Морфология мировой истории

Обратимся к основным идеям культурологичекой концепции О. Шпенглера.

Шпенглер О. Закат Европы. Т. 1. С. 24. 2 Там же. С. 21.

Вначале приведем ее полное название: «Закат Европы. Очерки морфологии мировой истории. Том I. Гештальт и действительность». Здесь важно каждое слово, и необходимо вникнуть в явные и скры­тые смыслы. Это важно потому, что на протяжении всего XX в. кни­га Шпенглера была объектом искажений, недоразумений, запретов, восхищения и почитания. Одни считали ее появление сенсацией; другие обвиняли автора в эпигонстве, дилетантизме; третьи отмеча­ли ее абсурдность.
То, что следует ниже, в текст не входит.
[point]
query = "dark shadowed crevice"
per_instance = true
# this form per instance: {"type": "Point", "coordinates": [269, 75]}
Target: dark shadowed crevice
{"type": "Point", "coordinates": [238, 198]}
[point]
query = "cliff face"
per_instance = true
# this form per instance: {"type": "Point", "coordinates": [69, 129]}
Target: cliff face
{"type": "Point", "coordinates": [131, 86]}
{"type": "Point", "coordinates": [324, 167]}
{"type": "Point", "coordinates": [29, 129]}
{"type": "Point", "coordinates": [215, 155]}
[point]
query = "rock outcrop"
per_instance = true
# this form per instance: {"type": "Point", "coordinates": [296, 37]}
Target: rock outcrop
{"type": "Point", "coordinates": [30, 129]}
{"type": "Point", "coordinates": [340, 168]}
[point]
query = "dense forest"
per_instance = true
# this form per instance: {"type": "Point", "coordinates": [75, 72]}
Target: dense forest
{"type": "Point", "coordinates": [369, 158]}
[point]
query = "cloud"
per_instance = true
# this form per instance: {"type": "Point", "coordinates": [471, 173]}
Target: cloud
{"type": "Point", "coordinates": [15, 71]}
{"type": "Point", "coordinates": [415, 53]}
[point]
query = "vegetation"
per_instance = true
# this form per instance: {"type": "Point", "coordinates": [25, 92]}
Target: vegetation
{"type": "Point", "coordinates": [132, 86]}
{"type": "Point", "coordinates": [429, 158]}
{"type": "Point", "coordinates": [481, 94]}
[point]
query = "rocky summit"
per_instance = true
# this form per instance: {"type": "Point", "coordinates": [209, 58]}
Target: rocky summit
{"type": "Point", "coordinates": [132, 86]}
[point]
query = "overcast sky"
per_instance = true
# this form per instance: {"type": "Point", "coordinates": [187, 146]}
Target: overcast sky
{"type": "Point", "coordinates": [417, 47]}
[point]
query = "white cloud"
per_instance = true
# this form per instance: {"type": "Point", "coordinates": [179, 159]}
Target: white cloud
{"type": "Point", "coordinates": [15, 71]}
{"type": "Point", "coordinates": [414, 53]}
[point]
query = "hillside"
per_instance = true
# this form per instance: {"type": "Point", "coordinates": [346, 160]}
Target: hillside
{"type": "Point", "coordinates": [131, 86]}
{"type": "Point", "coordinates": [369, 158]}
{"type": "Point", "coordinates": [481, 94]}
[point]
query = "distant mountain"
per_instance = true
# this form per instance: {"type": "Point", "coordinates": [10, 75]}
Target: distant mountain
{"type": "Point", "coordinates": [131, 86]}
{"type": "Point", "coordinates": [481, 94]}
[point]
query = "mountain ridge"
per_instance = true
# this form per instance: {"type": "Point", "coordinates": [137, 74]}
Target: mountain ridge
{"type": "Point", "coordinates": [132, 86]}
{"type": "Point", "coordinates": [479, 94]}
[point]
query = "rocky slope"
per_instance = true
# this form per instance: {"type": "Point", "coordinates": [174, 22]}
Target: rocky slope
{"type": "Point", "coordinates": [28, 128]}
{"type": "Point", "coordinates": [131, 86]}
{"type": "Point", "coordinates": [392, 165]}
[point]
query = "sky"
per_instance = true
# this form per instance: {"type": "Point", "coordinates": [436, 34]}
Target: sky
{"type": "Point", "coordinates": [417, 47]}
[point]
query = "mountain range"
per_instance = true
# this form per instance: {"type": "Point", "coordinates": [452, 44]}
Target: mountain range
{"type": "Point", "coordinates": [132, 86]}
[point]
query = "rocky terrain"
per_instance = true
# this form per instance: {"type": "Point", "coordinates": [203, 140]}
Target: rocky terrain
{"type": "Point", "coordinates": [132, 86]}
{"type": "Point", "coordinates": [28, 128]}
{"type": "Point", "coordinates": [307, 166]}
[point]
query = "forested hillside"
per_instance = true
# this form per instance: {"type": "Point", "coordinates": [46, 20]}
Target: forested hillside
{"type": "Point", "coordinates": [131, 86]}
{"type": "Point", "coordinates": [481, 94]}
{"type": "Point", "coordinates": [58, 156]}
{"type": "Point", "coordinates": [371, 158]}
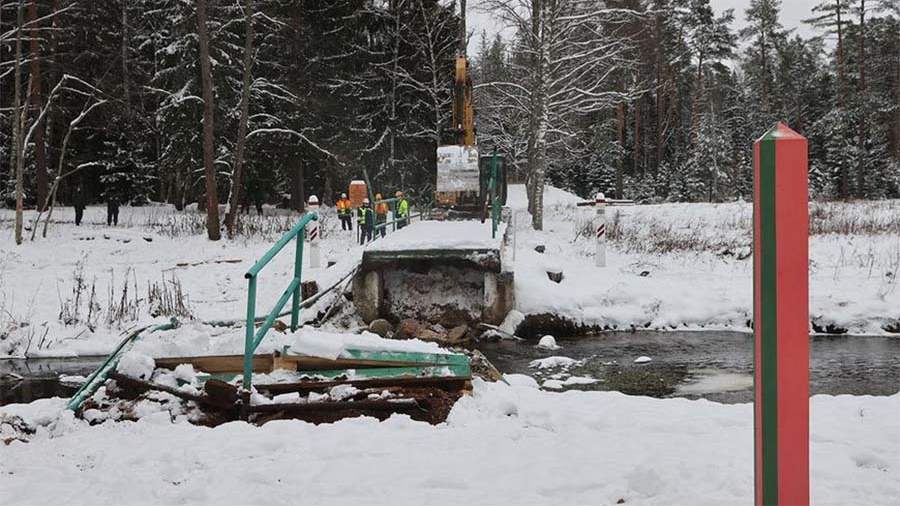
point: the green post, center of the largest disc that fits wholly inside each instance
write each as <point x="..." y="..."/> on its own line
<point x="248" y="335"/>
<point x="298" y="266"/>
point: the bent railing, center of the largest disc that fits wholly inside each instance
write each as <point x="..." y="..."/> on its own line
<point x="255" y="336"/>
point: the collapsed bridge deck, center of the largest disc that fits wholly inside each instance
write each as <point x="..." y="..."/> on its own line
<point x="431" y="268"/>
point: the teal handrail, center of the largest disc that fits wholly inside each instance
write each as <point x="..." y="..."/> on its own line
<point x="495" y="198"/>
<point x="251" y="338"/>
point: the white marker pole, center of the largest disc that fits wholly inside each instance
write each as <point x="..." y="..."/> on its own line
<point x="312" y="234"/>
<point x="600" y="202"/>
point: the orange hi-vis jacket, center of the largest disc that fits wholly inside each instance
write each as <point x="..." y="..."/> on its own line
<point x="344" y="207"/>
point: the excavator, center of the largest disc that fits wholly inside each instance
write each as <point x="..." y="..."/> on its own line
<point x="463" y="177"/>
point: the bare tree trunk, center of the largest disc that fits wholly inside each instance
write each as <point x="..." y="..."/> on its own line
<point x="863" y="108"/>
<point x="237" y="174"/>
<point x="620" y="138"/>
<point x="40" y="157"/>
<point x="638" y="151"/>
<point x="212" y="199"/>
<point x="17" y="123"/>
<point x="126" y="87"/>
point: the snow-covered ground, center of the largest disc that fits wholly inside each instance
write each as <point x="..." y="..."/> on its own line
<point x="686" y="266"/>
<point x="506" y="443"/>
<point x="38" y="279"/>
<point x="503" y="445"/>
<point x="670" y="266"/>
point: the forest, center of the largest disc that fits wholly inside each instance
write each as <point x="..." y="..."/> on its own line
<point x="246" y="101"/>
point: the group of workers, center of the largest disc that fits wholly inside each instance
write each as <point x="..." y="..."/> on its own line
<point x="371" y="222"/>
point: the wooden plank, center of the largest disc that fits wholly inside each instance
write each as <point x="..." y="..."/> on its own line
<point x="451" y="384"/>
<point x="217" y="364"/>
<point x="442" y="371"/>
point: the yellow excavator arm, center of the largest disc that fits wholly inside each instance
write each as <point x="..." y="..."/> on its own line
<point x="463" y="110"/>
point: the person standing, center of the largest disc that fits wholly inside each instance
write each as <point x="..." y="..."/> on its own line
<point x="78" y="202"/>
<point x="344" y="212"/>
<point x="380" y="216"/>
<point x="402" y="210"/>
<point x="365" y="221"/>
<point x="112" y="209"/>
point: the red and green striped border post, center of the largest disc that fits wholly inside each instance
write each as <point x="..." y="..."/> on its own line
<point x="781" y="318"/>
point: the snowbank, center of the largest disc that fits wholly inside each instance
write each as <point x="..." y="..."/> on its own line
<point x="686" y="266"/>
<point x="503" y="445"/>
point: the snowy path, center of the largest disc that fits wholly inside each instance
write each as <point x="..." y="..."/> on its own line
<point x="505" y="445"/>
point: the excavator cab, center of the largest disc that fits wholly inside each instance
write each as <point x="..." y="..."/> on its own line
<point x="462" y="175"/>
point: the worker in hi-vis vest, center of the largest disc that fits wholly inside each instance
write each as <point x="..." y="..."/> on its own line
<point x="380" y="215"/>
<point x="365" y="220"/>
<point x="402" y="210"/>
<point x="344" y="212"/>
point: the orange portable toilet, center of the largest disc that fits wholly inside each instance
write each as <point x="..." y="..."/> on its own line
<point x="358" y="192"/>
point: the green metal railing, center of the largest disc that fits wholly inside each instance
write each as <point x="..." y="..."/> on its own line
<point x="255" y="336"/>
<point x="494" y="195"/>
<point x="98" y="377"/>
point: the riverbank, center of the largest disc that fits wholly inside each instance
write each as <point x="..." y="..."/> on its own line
<point x="669" y="267"/>
<point x="504" y="444"/>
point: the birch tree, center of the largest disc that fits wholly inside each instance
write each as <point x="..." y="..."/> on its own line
<point x="568" y="58"/>
<point x="212" y="199"/>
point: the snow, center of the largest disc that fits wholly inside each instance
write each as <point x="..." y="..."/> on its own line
<point x="38" y="276"/>
<point x="333" y="345"/>
<point x="422" y="235"/>
<point x="683" y="266"/>
<point x="551" y="362"/>
<point x="502" y="445"/>
<point x="136" y="365"/>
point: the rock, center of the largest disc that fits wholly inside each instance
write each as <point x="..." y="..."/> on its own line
<point x="409" y="328"/>
<point x="457" y="334"/>
<point x="548" y="342"/>
<point x="381" y="327"/>
<point x="483" y="368"/>
<point x="308" y="289"/>
<point x="415" y="329"/>
<point x="453" y="318"/>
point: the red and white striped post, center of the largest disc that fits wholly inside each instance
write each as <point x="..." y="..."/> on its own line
<point x="312" y="234"/>
<point x="781" y="318"/>
<point x="600" y="203"/>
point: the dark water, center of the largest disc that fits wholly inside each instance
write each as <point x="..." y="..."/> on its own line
<point x="712" y="365"/>
<point x="24" y="380"/>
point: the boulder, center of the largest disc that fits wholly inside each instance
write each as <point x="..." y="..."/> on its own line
<point x="381" y="327"/>
<point x="457" y="334"/>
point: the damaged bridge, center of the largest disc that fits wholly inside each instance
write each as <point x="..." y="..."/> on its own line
<point x="434" y="270"/>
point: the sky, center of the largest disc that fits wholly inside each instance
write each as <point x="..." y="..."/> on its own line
<point x="793" y="12"/>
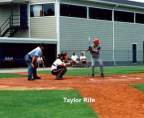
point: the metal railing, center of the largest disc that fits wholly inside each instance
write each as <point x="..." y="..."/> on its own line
<point x="9" y="24"/>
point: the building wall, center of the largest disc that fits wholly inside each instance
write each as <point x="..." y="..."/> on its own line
<point x="43" y="27"/>
<point x="74" y="34"/>
<point x="127" y="34"/>
<point x="41" y="1"/>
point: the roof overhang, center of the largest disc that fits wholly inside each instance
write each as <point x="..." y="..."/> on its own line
<point x="27" y="40"/>
<point x="124" y="3"/>
<point x="13" y="1"/>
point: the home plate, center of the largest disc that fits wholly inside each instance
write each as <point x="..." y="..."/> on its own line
<point x="91" y="79"/>
<point x="138" y="78"/>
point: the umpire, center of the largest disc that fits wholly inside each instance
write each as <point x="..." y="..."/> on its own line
<point x="31" y="61"/>
<point x="95" y="56"/>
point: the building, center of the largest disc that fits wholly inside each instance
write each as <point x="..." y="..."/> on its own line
<point x="66" y="25"/>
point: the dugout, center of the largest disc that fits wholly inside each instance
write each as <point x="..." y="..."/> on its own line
<point x="12" y="54"/>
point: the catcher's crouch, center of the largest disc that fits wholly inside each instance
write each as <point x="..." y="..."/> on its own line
<point x="58" y="67"/>
<point x="95" y="56"/>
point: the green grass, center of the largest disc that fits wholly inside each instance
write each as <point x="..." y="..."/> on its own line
<point x="11" y="75"/>
<point x="139" y="86"/>
<point x="42" y="104"/>
<point x="107" y="70"/>
<point x="86" y="71"/>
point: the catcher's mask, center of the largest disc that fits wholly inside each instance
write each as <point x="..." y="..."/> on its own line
<point x="61" y="56"/>
<point x="96" y="41"/>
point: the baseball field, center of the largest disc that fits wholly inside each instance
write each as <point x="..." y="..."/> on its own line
<point x="120" y="94"/>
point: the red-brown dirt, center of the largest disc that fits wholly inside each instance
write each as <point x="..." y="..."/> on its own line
<point x="114" y="96"/>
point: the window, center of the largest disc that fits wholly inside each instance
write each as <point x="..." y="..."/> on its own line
<point x="123" y="16"/>
<point x="48" y="9"/>
<point x="42" y="10"/>
<point x="36" y="10"/>
<point x="73" y="11"/>
<point x="103" y="14"/>
<point x="139" y="18"/>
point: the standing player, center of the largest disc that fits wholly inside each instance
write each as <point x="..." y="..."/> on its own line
<point x="95" y="56"/>
<point x="58" y="67"/>
<point x="31" y="61"/>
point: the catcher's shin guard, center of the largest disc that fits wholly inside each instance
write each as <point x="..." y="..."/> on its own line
<point x="93" y="71"/>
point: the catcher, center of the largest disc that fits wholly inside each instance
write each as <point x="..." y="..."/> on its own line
<point x="59" y="67"/>
<point x="95" y="56"/>
<point x="31" y="61"/>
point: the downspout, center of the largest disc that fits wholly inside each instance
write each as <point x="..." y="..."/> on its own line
<point x="113" y="28"/>
<point x="11" y="17"/>
<point x="57" y="13"/>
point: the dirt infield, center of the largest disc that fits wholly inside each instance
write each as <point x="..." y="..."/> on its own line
<point x="114" y="97"/>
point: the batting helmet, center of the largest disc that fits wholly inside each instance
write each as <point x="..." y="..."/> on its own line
<point x="96" y="41"/>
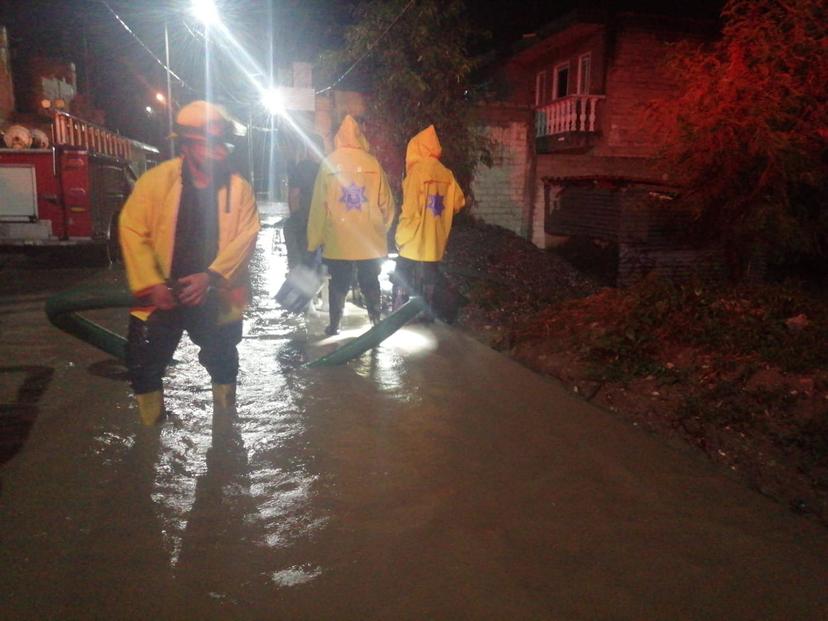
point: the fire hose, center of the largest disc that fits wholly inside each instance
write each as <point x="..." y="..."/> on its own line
<point x="63" y="311"/>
Не продолжая перечисления этих полярно противоположных оценок, можно утверждать, что «Закат Европы», несомненно, вы­держал испытание временем и вошел в классику культурологии. Но вернемся к названию. В нем тоже проявился «перст судьбы». При переводе с немецкого заглавие книги не сразу получило точный эк­вивалент: буквально оно означало «Закат Запада» или «Гибель Запа­да» и другие довольно абсурдные варианты. Сам автор весьма крити­чески относился к подобным версиям.

В русском переводе наиболее точным является «Закат Европы», ибо в книге идет речь именно об угасании европейской культуры. Лишь в последующих изданиях Шпенглером была сделана поправ­ка: «европейской и американской культуры», что мало меняло суть концепции.

Судьбу книги в России также нельзя назвать безмятежной. Хо­тя вскоре после издания книга «Закат Европы» была переведена в 1923 г. на русский язык, многие отечественные философы зна­чительно раньше прочитали ее в подлиннике и отозвались различ­ными статьями в сборнике «Освальд Шпенглер и "Закат Европы"», вышедшем в 1922 г. В нем приняли участие Н. А. Бердяев, Ф. Сте-пун, С. Л. Франк и другие. В 1924 г. было предпринято второе, пе­реработанное автором издание «Заката Европы», и оно стало биб­лиографической редкостью, практически неизвестной читателям. Только в 1993 г. в серии библиотеки «Философское наследие» вы­шел I том, а II том, в котором содержатся дополнения и коммента­рии, был впервые переведен на русский язык и полностью опублико­ван лишь в 1998 г.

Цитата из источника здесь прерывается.